Powerless to stop "the schism which had invaded almost all his diocese and which, here and there, had infected and contaminated the whole diocese", Erasmus tried to re-establish ecclesiastical discipline in areas still under his control. To that end he summoned two diocesan synods at Saverne in 1549 and 1560. Their decisions were then published in statutes and decrees of Strasbourg's diocesan synod, edited in Mainz in 1566. This was a vast reform programme like the Protestant church ordinances, covering faith ("credenda"), worship ("veneranda") and discipline ("facienda"). Despite their scope, this reform programme was an attempt at a local Catholic Reformation or counter-reformation. However, it started too late to be effective and Erasmus lacked men able to re-take the initiative against the Protestants.

==Death==
He died at Saverne without having begun the hoped-for work and was buried in the Rosary chapel in the collegiate church in that city (now Notre-Dame-de-la-Nativité). His epitaph translates as:

Here rests Erasmus, bishop of Strasbourg, Landgrave of Alsace, who fell asleep in Christ on 28 November 1568, in the 27th year of his prelacy.
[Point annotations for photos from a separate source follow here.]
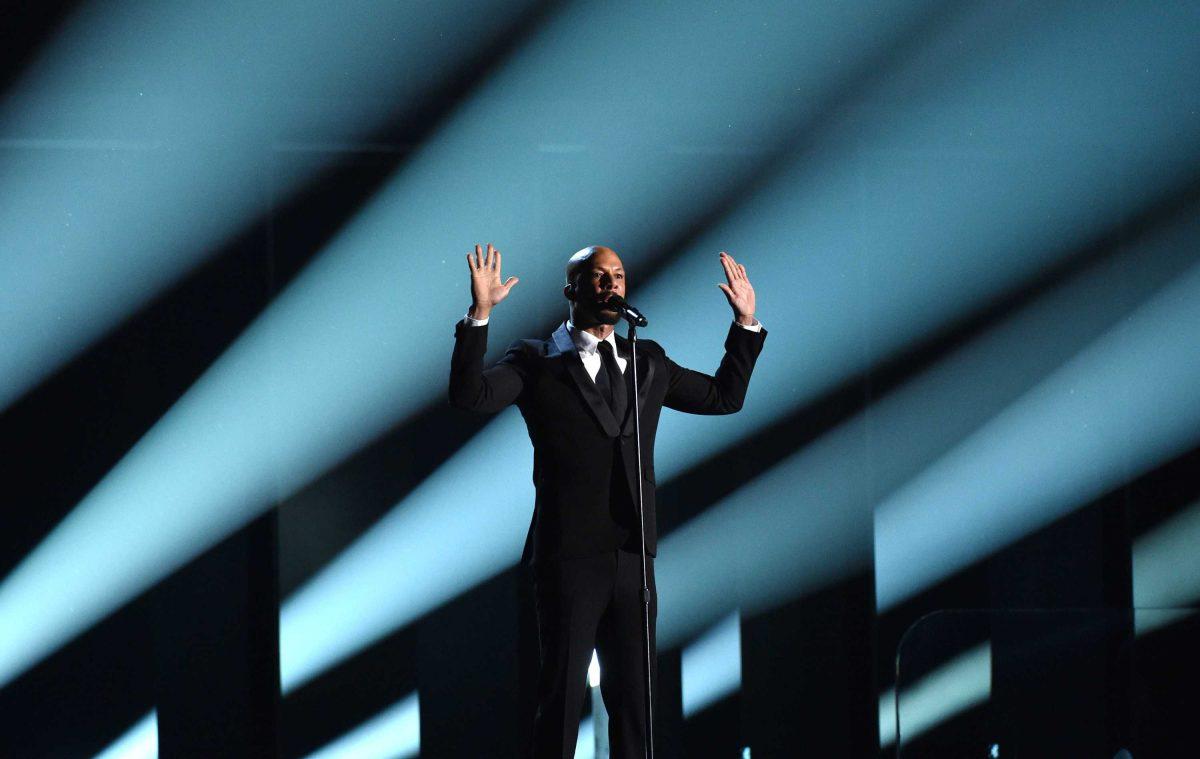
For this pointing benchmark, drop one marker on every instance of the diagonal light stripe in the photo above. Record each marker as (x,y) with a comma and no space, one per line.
(138,742)
(393,734)
(148,135)
(973,213)
(1117,408)
(346,351)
whilst the longer inscription on his mausoleum in the same church translates as:

Erasmus, bishop of Strasbourg, provincial count of Alsace, born of the illustrious and ever-free Pincer family of the holy empire; for three months and fifteen days, he presided over his church [and] the flock and subjects entrusted to him, in hard and unjust times, in all peace and tranquility, laudably avoiding injury and offence to his neighbours and to all; finally, on 27th November, at twelve o'clock at night, truly confessing the Catholic religion, with a feeling of piety, piously and peacefully in Christ, not without grave mourning for the entire province and all the good, he fell asleep in the Lord in the 61st year of his age, in the year of human salvation, 1568.

== Coat of arms ==
His family coat of arms (that of the barons and counts of Limpurg-Gaildorf, which is also found in the Limpurg-Söntheim coat of arms) was quartered: the first and fourth five maces arranged 3 and 2 on an azure background; second and third, four silver handles on a gules background. This is the coat of arms

As Bishop of Strasbourg, Erasmus bore a quartered coat of arms: first gules, a bend argent, the emblem of the Bishopric of Strasbourg; second gules, with four silver handles; third azure, with five maces arranged 3 and 2; and fourth gules, with a bend flory argent (emblem of the Landgraviate of Lower Alsace). The crest featured two simple buffalo horns, gules and argent, the emblem of Franconia. The mantling was azure and silver.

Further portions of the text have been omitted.